BHI - Ball-Hall Index

The Ball-Hall Index (BHI) is an internal clustering evaluation metric that measures the mean of the within-cluster dispersions. Introduced in 1965, it is based on the Sum of Squared Errors (SSE) within each cluster.

Intuitively, the Ball-Hall Index evaluates how compact the clusters are. It answers the question: “On average, how far are the data points in a cluster from their respective centroid?” A smaller value indicates denser, more compact clusters.

\[\text{BHI} = \frac{1}{K} \sum_{k=1}^{K} \sum_{x_i \in C_k} ||x_i - \bar{x}_k||^2\]

Where:

  • \(K\) is the total number of clusters.

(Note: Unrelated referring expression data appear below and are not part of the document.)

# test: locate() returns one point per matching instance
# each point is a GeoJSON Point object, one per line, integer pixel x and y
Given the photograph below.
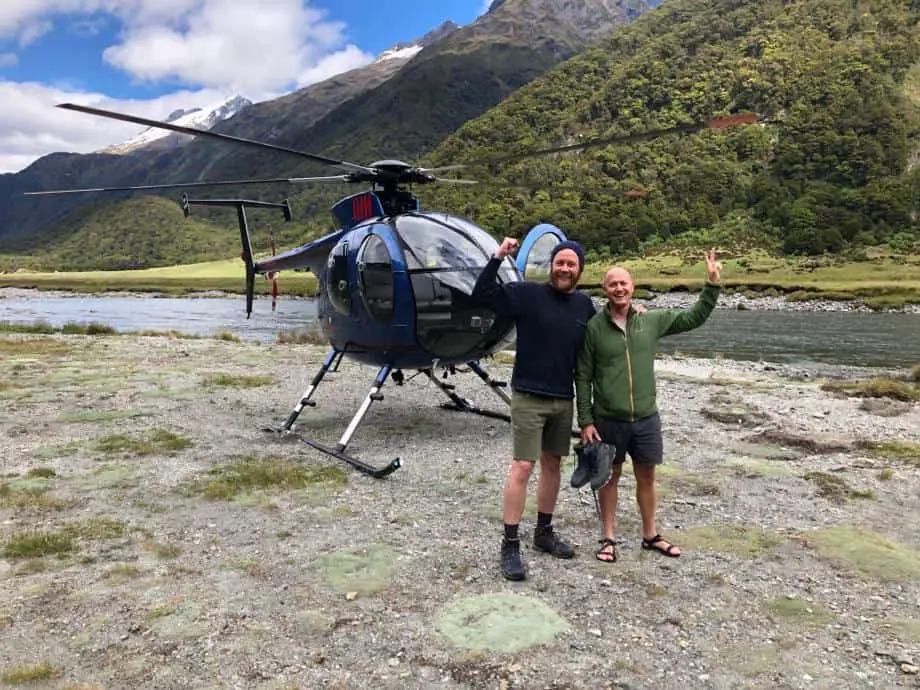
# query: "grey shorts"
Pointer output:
{"type": "Point", "coordinates": [540, 424]}
{"type": "Point", "coordinates": [640, 439]}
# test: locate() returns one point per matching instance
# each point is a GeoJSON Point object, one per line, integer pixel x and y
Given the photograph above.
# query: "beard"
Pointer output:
{"type": "Point", "coordinates": [563, 281]}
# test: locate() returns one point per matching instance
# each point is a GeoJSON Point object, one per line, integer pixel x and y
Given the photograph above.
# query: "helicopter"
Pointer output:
{"type": "Point", "coordinates": [394, 281]}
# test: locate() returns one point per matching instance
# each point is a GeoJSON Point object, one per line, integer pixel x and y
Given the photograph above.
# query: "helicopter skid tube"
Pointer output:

  • \(C_k\) is the set of data points assigned to the \(k\)-th cluster.

  • \(\bar{x}_k\) is the centroid (mean) of cluster \(C_k\).

  • \(x_i\) is a data point belonging to cluster \(C_k\).


Properties


Example Usage

from permetrics.clustering import ClusteringMetric
import numpy as np

# ==============================================================================
# SCENARIO 1: Basic Evaluation (Internal Metric requires X and y_pred)
# ==============================================================================
print("--- 1. BASIC BALL-HALL INDEX EXAMPLE ---")

# Features (X) and predicted cluster labels (y_pred)
X_data = np.array([[1, 2], [1, 4], [1, 0], [10, 2], [10, 4], [10, 0]])
y_pred_labels = np.array([0, 0, 0, 1, 1, 1])

# Initialize the metric object
cm = ClusteringMetric(X=X_data, y_pred=y_pred_labels)

# Calculate the Ball-Hall Index
bhi_score = cm.BHI()
print(f"Ball-Hall Index: {bhi_score}")

# ==============================================================================
# SCENARIO 2: Using the static method directly
# ==============================================================================
print("\n--- 2. STATIC METHOD USAGE ---")

# If you prefer to bypass object instantiation
bhi_static = ClusteringMetric.ball_hall_index(X=X_data, y_pred=y_pred_labels)
print(f"Ball-Hall Index (Static): {bhi_static}")